From: Harald Freudenberger <freude@linux.ibm.com>
To: Herbert Xu <herbert@gondor.apana.org.au>
Cc: Eric Biggers <ebiggers@kernel.org>,
davem@davemloft.net, dengler@linux.ibm.com,
linux-s390@vger.kernel.org, linux-crypto@vger.kernel.org
Subject: Re: [PATCH v5 3/3] s390/crypto: New s390 specific protected key hash phmac
Date: Mon, 25 Nov 2024 14:00:52 +0100 [thread overview]
Message-ID: <079dc622ca9f4b6883c62025adb336b9@linux.ibm.com> (raw)
In-Reply-To: <Z0QUl_eSUwEANb4s@gondor.apana.org.au>
On 2024-11-25 07:09, Herbert Xu wrote:
> On Fri, Nov 22, 2024 at 03:34:27PM +0100, Harald Freudenberger wrote:
>>
>> +static inline int phmac_keyblob2pkey(const u8 *key, unsigned int
>> keylen,
>> + struct phmac_protkey *pk)
>> +{
>> + int i, rc = -EIO;
>> +
>> + /* try three times in case of busy card */
>> + for (i = 0; rc && i < 3; i++) {
>> + if (rc == -EBUSY && msleep_interruptible(1000))
>> + return -EINTR;
>
> You can't sleep in crypto calls in general.
>
> Now there are specific circumstances where sleeping is allowed,
> e.g., when the MAY_SLEEP flag is set, but I don't think this will
> be acceptable for your purpose.
>
> I see the same problem exists in paes_s390, which was not reviewed
> on linux-crypto.
>
> So what exactly causes the EBUSY? The 3 retries followed by failure
> seem rather dangerous too given that this could be used by the block
> layer for critical data that cannot fail.
>
> Cheers,
Well, I fear the paes implementation is similar broken. The EBUSY
is a reaction of the zcrpyt/AP bus when no eligible crypto card has
been found and a ansynchronous bus scan is running. In that case the
caller should retry in the hope that the bus scan detects a eligible
card.
Please note that the sleep only happens in in_task() context for the
paes implementation.
For the phmac implementation - didn't you suggest to wrap this with
an asynchronous hmac to be able to sleep in the wrapped synchronous
hmac?
next prev parent reply other threads:[~2024-11-25 13:01 UTC|newest]

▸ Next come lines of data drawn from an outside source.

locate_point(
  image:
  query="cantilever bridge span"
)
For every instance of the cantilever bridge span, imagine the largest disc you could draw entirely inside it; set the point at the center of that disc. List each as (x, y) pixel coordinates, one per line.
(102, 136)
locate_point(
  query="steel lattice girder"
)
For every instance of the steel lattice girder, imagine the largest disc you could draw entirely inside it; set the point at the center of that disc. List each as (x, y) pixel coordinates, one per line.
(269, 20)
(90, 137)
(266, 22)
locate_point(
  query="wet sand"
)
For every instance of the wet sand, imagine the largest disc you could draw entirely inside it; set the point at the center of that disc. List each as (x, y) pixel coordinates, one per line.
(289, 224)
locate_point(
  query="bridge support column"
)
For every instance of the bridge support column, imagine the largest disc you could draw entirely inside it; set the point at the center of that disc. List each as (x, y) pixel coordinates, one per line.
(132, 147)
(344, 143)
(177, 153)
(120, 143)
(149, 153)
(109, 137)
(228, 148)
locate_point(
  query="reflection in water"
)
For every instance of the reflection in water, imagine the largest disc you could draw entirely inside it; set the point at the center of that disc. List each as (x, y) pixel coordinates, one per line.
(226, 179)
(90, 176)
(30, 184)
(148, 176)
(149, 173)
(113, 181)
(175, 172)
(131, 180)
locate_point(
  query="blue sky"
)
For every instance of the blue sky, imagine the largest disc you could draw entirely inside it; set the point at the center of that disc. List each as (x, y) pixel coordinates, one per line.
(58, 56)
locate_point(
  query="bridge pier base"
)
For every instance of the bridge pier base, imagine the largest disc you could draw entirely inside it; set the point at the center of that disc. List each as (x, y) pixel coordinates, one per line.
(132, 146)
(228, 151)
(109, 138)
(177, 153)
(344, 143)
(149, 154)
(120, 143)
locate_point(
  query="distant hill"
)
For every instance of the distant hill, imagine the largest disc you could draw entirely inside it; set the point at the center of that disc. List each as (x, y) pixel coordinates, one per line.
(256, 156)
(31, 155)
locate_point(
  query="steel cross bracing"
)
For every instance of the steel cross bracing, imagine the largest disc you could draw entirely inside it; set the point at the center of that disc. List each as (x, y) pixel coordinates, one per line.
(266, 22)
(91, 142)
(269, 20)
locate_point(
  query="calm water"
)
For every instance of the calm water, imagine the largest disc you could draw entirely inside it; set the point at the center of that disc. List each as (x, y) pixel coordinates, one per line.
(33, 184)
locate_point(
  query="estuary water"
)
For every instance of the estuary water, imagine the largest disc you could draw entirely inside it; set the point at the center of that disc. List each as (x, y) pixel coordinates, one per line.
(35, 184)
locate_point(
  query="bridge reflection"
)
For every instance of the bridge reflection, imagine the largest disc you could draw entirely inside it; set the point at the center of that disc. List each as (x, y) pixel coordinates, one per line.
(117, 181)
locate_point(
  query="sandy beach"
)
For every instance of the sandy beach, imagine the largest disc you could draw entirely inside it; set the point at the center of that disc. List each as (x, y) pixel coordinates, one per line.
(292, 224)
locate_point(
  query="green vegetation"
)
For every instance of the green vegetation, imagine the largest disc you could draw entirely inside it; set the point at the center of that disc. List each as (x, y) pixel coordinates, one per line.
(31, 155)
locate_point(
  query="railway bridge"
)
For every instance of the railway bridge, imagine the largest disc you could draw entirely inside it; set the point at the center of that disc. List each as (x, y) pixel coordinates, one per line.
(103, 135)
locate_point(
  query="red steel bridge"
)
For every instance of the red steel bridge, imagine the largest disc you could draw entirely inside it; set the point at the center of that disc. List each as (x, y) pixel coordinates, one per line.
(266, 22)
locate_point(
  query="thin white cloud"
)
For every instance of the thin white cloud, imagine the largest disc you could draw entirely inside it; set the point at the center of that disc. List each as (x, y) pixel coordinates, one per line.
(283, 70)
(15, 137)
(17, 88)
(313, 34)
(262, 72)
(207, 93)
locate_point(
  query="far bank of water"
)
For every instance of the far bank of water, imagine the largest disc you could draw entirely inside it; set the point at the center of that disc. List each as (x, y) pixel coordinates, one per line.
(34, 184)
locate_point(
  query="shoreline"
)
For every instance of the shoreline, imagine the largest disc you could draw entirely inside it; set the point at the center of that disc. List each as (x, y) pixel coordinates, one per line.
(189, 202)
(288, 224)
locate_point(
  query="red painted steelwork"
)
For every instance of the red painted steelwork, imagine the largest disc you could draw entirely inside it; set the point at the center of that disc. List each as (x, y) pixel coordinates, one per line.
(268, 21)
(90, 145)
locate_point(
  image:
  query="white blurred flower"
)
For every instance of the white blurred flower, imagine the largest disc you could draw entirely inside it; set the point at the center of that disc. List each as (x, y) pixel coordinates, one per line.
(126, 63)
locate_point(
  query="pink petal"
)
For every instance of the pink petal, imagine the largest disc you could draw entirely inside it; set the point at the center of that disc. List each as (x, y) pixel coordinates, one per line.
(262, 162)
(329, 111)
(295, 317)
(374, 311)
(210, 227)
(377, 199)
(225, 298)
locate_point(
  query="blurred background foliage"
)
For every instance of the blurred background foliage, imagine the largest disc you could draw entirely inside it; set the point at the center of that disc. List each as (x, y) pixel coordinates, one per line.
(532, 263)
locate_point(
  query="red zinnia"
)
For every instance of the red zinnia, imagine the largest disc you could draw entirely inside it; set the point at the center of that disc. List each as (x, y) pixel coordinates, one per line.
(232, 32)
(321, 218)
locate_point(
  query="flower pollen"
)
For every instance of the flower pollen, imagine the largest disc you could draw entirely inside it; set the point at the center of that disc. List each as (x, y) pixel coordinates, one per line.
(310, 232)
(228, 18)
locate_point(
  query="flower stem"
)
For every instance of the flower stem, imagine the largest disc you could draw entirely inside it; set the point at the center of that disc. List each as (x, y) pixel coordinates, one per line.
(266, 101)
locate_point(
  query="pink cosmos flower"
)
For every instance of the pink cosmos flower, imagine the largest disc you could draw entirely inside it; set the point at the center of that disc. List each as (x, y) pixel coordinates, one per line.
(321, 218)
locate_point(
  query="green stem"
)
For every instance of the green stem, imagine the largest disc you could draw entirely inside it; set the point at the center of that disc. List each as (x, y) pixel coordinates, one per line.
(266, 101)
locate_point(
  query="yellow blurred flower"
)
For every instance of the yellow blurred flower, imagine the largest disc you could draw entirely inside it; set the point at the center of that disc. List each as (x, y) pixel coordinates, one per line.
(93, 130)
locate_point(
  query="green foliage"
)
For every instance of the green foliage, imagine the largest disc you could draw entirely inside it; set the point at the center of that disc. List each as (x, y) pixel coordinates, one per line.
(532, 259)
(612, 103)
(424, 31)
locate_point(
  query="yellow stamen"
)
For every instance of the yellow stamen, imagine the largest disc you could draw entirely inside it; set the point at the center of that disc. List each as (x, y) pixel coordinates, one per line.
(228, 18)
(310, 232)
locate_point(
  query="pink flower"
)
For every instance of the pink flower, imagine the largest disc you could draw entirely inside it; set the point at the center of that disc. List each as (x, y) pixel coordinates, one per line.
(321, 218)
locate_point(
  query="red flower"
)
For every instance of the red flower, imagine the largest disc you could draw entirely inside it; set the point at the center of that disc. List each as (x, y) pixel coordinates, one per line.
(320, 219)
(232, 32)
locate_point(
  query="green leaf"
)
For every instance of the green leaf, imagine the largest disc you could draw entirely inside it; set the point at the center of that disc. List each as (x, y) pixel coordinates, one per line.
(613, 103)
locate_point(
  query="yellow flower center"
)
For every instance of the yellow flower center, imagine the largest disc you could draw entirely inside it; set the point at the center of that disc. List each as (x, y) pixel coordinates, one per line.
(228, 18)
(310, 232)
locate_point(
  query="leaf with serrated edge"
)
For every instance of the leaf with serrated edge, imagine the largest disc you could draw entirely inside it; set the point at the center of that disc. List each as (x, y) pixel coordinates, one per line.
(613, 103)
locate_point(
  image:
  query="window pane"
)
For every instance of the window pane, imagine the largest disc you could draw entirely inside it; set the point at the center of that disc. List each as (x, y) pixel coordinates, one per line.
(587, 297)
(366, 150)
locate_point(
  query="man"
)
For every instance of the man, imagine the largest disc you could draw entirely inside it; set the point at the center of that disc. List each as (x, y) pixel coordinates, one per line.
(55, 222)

Thread overview: 7+ messages / expand[flat|nested] mbox.gz Atom feed top
2024-11-22 14:34 [PATCH v5 0/3] New s390 specific protected key hmac Harald Freudenberger
2024-11-22 14:34 ` [PATCH v5 1/3] crypto: api - Adjust HASH_MAX_DESCSIZE for s390-phmac context Harald Freudenberger
2024-11-22 14:34 ` [PATCH v5 2/3] s390/crypto: Add protected key hmac subfunctions for KMAC Harald Freudenberger
2024-11-22 14:34 ` [PATCH v5 3/3] s390/crypto: New s390 specific protected key hash phmac Harald Freudenberger
2024-11-25 6:09 ` Herbert Xu
2024-11-25 13:00 ` Harald Freudenberger [this message]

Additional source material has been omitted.